Winning your eviction lawsuit does not mean your work is done or that it will be quick and easy to get the tenant out and reclaim your property. For one thing, the laws have changed, and tenants now have 14 days, rather than 72 hours, to vacate after being served. This is part of the Housing Stability and Tenant Protection Act of 2019. When the time is up, you cannot personally remove the tenant, you’ll have to get the sheriff to do it. And once the tenant is gone, you may still have their property to deal with. An experienced New York landlord/tenant attorney can guide you through this process so that you do it lawfully and are not penalized.

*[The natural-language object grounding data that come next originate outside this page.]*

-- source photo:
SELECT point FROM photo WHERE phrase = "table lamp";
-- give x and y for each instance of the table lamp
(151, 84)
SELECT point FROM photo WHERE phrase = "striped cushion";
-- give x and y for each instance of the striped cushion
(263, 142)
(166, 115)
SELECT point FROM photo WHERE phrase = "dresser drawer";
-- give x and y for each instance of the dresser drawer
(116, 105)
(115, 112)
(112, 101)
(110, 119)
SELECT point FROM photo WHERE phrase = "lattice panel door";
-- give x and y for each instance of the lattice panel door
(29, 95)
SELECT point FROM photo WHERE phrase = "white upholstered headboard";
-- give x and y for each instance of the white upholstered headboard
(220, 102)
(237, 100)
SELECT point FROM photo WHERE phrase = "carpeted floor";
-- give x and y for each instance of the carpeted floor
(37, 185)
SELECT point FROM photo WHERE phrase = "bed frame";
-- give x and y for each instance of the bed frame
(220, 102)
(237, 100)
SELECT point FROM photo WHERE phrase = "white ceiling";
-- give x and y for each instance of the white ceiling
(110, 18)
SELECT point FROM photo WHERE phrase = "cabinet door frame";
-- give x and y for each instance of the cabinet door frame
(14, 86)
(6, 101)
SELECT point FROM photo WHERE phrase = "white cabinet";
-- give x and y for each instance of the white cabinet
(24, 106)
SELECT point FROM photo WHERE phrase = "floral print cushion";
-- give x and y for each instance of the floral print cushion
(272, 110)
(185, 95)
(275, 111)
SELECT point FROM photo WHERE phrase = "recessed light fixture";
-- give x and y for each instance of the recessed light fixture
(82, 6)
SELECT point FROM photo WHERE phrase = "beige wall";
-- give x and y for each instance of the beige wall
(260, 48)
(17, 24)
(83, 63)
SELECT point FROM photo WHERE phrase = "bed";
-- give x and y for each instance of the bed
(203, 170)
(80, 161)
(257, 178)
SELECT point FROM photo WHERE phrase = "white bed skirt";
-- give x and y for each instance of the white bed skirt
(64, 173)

Removing Tenants and Their Property
New York law does not allow landlords to personally remove tenants who refuse to leave, even when you have won your eviction lawsuit, served the warrant and waited the required 14 days. If the tenant still refuses to get out, you’ll have to get the sheriff to remove them or face legal consequences.
Whether the tenant goes on their own or is removed by the sheriff, they will probably leave property behind. If it’s just trash, like old food and newspapers, you can dispose of it as part of clean-up. But if there are items of value they still belong to the tenant and you are not allowed to sell or dispose of them. Exactly how you must handle the situation is not clearly laid out in New York law, but generally, you should give the tenant 30 days’ notice to claim their property from you.
The best way to deal with abandoned property is to have a provision in the lease agreement outlining exactly how the matter will be handled.